Loudness and Metering
It is very important to understand how and why this has come about and what affects the measurement. In the end, we all want to achieve the specs we have to adhere to and get a good sounding mix. For that, we need to understand the philosophy behind these measurements. We will then proceed to take that information of metering and loudness, and apply that into mixing techniques. Please note that the techniques that I will be talking about are not rules, but guidelines. It is important to understand the philosophy behind that thought.
What Is Loudness?
Loudness is the characteristic of a sound that is primarily a psychological correlate of physical strength (amplitude). More formally, it is defined as “that attribute of auditory sensation in terms of which sounds can be ordered on a scale extending from quiet to loud” This is the definition.
- It is relative.
- Not just peak level.
- Multiple factors affect it.
But in reality, it is something that is relative and dependent from person to person. Loudness is not just peak level and that is very important to know. Because if it were, a horse footstep would be louder than a scream, and we all know that isn’t the case. We will come into that shortly and you will see that peak normalisation and loudness normalisation can achieve different results. It is User judged. But, for measurements, we must be able to assign a number to this.

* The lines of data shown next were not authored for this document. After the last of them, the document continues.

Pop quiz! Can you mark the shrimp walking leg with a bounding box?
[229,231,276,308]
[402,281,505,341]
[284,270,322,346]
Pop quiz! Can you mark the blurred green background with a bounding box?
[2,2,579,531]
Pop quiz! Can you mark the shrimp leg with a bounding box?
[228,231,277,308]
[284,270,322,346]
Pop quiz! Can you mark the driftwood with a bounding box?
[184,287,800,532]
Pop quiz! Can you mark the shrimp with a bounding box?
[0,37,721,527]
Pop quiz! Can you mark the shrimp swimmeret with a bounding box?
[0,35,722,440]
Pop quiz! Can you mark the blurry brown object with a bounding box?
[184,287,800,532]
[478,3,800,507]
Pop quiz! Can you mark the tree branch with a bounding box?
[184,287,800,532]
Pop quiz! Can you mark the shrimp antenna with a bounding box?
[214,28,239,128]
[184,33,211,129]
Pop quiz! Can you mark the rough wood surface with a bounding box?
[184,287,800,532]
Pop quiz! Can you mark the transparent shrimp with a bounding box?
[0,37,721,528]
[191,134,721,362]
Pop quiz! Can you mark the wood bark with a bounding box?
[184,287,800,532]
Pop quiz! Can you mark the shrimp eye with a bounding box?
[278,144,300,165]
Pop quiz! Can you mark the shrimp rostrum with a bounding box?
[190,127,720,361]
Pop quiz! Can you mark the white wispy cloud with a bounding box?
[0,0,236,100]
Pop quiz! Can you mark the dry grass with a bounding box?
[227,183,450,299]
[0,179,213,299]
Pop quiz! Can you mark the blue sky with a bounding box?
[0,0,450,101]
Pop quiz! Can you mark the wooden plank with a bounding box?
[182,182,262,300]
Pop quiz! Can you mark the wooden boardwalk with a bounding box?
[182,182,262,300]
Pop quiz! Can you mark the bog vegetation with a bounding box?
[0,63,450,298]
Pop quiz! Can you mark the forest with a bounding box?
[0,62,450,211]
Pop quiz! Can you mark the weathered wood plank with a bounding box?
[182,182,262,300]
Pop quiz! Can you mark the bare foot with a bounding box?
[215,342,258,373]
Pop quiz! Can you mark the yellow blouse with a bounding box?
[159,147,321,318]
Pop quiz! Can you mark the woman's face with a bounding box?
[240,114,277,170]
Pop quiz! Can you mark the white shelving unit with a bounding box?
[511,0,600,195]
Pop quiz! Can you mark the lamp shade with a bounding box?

So, Loudness is relative and very subjective. In fact, there are variations that exist called BLV (Between Listener Variable) that includes some factors like age group, culture, gender, etc. and WLV (Within Listener Variable) that depends on Mood, focus on the material, etc. There is also variation in reproduction equipment, but we are not considering that now. If you watch a movie after listening to a concert, the movie may not be that loud. And this is also something that must be kept in mind when it comes to ear fatigue. Of course, if you’ve watched Gordon Ramsay in Hells Kitchen, you would know that it also varies from person to person. So, how does our ear translate the sound that we hear?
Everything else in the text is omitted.